You're getting good at this shootin video thing. Looks like your aim on the fish is getting better as welloke Nice as always Clay.


----------



## Clay-Doh (Oct 2, 2007)

Haa haa John. My aim has never been a problem. You can count on less than one hand any fish I have ever gut shot. And I rarely miss.

Now, me actually pulling the trigger and shooting fish may be another thing, but when it gets puleed, its always head or neck shot at worst.


----------



## Clay-Doh (Oct 2, 2007)

Heres another link if you couldn't find it with that one.

http://www.teamchunkylove.com/video.htm

The video is at the top of the list and the name of it is "JOKER JACKS"


----------



## flyingfishr (Oct 3, 2007)

Sweet stone shot Clay,that was a pretty action packed video.
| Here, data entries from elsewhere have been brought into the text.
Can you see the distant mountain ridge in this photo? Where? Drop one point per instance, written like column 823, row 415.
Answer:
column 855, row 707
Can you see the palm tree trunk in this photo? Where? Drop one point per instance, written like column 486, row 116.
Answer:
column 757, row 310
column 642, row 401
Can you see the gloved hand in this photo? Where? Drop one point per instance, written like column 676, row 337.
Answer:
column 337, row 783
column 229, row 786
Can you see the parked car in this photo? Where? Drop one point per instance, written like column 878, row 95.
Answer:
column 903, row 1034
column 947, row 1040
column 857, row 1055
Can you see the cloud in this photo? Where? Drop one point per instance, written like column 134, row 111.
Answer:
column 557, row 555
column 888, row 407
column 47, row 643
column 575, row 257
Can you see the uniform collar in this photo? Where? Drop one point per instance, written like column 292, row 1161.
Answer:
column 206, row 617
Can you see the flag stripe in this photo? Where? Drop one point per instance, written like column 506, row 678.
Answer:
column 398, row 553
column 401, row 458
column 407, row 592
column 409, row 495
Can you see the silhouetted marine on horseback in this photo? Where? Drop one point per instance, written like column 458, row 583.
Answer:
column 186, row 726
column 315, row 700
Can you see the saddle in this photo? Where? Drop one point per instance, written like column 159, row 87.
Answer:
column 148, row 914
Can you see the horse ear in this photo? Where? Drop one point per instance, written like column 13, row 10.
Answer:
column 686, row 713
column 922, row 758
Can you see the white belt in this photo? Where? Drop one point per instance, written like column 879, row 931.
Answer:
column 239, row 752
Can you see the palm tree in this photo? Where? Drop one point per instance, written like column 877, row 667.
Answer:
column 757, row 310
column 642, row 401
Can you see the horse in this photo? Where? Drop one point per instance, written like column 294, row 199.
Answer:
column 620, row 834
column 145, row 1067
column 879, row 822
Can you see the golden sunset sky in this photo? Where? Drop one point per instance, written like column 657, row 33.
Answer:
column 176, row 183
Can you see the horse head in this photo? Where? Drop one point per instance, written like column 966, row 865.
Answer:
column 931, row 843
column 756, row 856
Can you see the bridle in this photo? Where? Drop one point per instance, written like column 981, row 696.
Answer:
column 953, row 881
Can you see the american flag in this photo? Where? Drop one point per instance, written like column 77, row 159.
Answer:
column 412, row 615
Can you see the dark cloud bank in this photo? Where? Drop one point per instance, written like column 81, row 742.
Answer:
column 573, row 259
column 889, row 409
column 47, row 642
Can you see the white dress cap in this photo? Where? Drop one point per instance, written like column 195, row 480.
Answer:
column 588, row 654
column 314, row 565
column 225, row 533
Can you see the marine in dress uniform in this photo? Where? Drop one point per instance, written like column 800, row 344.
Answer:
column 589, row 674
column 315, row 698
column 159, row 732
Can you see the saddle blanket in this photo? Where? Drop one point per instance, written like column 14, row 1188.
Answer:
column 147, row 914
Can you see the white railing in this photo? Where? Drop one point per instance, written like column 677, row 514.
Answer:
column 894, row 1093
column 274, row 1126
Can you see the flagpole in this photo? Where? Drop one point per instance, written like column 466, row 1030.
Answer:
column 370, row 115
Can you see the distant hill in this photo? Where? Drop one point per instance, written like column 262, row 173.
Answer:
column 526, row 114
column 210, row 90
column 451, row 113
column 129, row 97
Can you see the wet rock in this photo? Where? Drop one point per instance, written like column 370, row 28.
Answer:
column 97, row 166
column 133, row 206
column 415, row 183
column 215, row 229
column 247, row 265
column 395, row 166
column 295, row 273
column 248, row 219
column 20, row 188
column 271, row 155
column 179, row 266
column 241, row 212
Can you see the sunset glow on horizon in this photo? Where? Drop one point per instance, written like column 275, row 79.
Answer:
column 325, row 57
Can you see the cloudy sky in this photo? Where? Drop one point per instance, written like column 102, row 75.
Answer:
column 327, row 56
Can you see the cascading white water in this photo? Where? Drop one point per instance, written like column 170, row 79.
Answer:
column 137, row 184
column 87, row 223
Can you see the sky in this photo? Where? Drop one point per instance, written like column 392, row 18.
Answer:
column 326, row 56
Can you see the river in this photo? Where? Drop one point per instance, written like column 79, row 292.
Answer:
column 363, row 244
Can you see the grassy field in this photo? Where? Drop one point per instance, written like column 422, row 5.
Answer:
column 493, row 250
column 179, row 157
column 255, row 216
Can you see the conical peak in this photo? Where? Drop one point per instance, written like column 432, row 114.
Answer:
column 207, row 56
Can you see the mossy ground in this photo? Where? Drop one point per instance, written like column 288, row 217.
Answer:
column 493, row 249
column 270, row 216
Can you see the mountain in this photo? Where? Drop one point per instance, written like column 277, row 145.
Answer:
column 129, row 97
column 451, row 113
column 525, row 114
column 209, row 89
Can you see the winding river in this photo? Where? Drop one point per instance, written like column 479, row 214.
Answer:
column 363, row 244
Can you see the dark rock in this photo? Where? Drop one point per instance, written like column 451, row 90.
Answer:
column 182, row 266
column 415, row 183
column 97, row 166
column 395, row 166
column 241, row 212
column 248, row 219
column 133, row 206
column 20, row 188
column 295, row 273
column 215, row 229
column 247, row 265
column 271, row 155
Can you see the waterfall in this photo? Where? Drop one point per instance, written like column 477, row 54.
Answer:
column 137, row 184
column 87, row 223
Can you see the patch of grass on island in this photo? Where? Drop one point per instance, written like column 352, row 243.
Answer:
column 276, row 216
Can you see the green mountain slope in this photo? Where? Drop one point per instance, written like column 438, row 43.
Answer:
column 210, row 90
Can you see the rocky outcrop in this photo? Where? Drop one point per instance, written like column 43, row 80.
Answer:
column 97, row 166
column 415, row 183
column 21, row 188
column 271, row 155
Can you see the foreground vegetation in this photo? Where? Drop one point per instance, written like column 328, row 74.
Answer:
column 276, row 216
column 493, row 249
I look forward to seeing some more of those in the future, Neva asked me after seeing our shark encounter, "How much does one of those camera's cost?":banghead


----------



## Clay-Doh (Oct 2, 2007)

Is she gonna get you one! I'll help you rig it up to a helmet, so I wont be the only knuckle head out there!!! Haa haa.

Goin tommorow, hopin to get more. Found out today from Dalton and Armondo that our friend is still on that wreck, and we are headed there tommorow. Maybe a little action footage of a .223 in use?!?!?!:letsdrink


----------



## Clay-Doh (Oct 2, 2007)

Went back out to the "O" yesterday, but never loaded the gun. Was diving with out of towners that don't get to dive that much, so I decided to just stay with them down there.

Was hopin for a nother video of poppin some more of them jacks!

Next time!


----------



## stichrunner (Mar 26, 2008)

hey what about me. im the rather large fellow in the camo suit i might not have stoned them but a fish is a fish:hoppingmad:hoppingmad


----------



## snakeawave (Oct 1, 2007)

Great vid Clay man I need to think about getting certified thats awsome


----------



## flyingfishr (Oct 3, 2007)

Clay, that would be great if I had my own helmet cam, we could make movies from multiple angles, over-analyze every missed shot and distract each other with underwater shinanigans!


----------



## Clay-Doh (Oct 2, 2007)

Yer too funny Josh!

And yes! That was Stichrunner from New Orleansin the camo wetsuit poppin his fair share of Jacks!!! Swet job Gene!


----------